Father, Your Word is mine. And it is this that I would speak to all my brothers, who are given me to cherish as my own, as I am loved and blessed and saved by You.
ACIM Q & A for Today
Q #324: I sometimes feel that choosing to see peace, for me, is a kind of denial. I know I can look at a situation and choose to see peace. And often I do, and the tension alleviates and my thought of peace brings a peaceful feeling. But sometimes I am surprised by an onslaught of fear and anger and guilt feelings in an ongoing difficult situation that I thought was close to being healed, and then I feel like I had just been denying those feelings in seeing peace. It seems to me that to heal them I have to be in the feelings for a while, not try to see peace but really feel the fear and be un-peaceful for a while. I feel if I try to see peace the instant I feel anxious, I will just be covering up the fear and will not be clear about just what I am bringing to the light to be healed. I am not at the point where I can really look at the fear and be peaceful at the same time. Is this in keeping with the path of A Course in Miracles?
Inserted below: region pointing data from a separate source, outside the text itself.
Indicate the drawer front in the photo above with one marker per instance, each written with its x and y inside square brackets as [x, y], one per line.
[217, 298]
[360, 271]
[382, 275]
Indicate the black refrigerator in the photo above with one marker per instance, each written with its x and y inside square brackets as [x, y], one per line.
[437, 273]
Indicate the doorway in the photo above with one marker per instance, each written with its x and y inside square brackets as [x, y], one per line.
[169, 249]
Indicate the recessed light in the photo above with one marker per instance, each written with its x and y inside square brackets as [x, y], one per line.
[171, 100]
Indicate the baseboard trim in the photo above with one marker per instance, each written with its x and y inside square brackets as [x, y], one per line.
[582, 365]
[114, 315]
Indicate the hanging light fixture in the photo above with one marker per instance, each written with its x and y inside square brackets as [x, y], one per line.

A: A very honest, thoughtful question. It is true that our egos can fool us at times into believing we have made a choice for peace when all that has really happened is that we have discovered how to get our own way. Nevertheless, you don’t want to dismiss all your moments of peace as fraudulent, simply because they are not yet permanent. As a result of our fear of what genuine peace brings with it — a disidentification with the self we think we are — we will vacillate between peace and conflict as our learning proceeds. The fact that the fear in a particular, recurring, difficult situation seems as intense as ever does not invalidate any experience of peace we may have had in a similar situation in the past.
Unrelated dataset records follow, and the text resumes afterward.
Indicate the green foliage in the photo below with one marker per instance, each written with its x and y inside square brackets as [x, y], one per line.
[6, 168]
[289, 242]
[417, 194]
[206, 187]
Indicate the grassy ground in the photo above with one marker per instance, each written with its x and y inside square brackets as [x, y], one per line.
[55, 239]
Each thought system — the ego’s and the Holy Spirit’s — is total, and whichever one we choose, when we have chosen it, in that moment we are completely identified with it, regardless of our choices in the past, and we may experience the full range of feelings that accompany that choice. It is helpful to remember also that it is never the external situation that causes our loss of peace — the situation is nothing more than a symbol onto which we choose to project our buried guilt. So the fear is really coming from a perception from within that we are sinful and guilty for attacking God and deserve to be punished. Any external situation can become the screen onto which we project that thought — some are simply more powerful, forgiveness-resistant symbols!
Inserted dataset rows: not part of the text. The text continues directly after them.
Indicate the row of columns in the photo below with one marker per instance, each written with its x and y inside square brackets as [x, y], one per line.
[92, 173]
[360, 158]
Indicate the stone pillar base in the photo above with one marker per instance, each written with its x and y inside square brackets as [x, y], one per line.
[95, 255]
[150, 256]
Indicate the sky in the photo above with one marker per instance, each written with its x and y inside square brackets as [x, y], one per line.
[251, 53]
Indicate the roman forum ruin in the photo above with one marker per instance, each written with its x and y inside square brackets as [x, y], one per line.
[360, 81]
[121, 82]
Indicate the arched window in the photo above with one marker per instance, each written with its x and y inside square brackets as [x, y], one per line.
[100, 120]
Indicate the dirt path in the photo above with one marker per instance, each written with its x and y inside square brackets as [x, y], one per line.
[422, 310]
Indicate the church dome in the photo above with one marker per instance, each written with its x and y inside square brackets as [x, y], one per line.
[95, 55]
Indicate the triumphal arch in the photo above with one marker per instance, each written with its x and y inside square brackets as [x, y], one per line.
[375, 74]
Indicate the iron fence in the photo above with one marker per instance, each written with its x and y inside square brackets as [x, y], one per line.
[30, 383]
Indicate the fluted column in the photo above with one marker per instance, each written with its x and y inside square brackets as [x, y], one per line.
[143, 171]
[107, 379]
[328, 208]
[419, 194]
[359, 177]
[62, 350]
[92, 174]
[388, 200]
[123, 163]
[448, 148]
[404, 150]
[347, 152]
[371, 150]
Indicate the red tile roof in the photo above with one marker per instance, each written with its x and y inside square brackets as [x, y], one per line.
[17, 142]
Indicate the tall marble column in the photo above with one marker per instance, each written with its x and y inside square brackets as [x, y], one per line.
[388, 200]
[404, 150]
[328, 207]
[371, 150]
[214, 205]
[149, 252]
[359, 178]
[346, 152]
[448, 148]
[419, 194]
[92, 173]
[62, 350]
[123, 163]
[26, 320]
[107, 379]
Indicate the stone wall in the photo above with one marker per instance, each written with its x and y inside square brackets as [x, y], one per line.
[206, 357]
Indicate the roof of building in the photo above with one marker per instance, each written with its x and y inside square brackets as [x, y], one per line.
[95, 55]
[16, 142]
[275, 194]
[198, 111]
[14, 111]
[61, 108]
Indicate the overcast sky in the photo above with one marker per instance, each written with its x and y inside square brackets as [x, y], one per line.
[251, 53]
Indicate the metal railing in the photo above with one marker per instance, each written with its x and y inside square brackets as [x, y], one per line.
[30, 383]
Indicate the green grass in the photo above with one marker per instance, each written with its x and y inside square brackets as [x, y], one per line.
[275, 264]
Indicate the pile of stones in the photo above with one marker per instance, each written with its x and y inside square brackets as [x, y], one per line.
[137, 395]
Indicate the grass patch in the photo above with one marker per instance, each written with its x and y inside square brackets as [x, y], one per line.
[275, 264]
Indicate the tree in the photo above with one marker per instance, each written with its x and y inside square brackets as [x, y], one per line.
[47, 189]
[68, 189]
Now having said all that, it is important to add that, yes, we do need to look honestly at our guilt and fear before we can release them to the light. Choosing peace is not simply a formula to be chanted whenever our guilt and fear come close to the surface in order to push the feelings back down. And the truth is, there remains a part of us that does not want peace so long as we are identified with the ego. Jesus makes this very clear in the opening lines to Lesson 185: “I want the peace of God. To say these words is nothing. But to mean these words is everything” (W.185.1.h,1,2). We learn to want peace by looking at what we have chosen instead and acknowledging the cost. And over time, as we allow ourselves to look honestly at what we have chosen without judging ourselves for that choice, the real alternative will become increasingly desirable.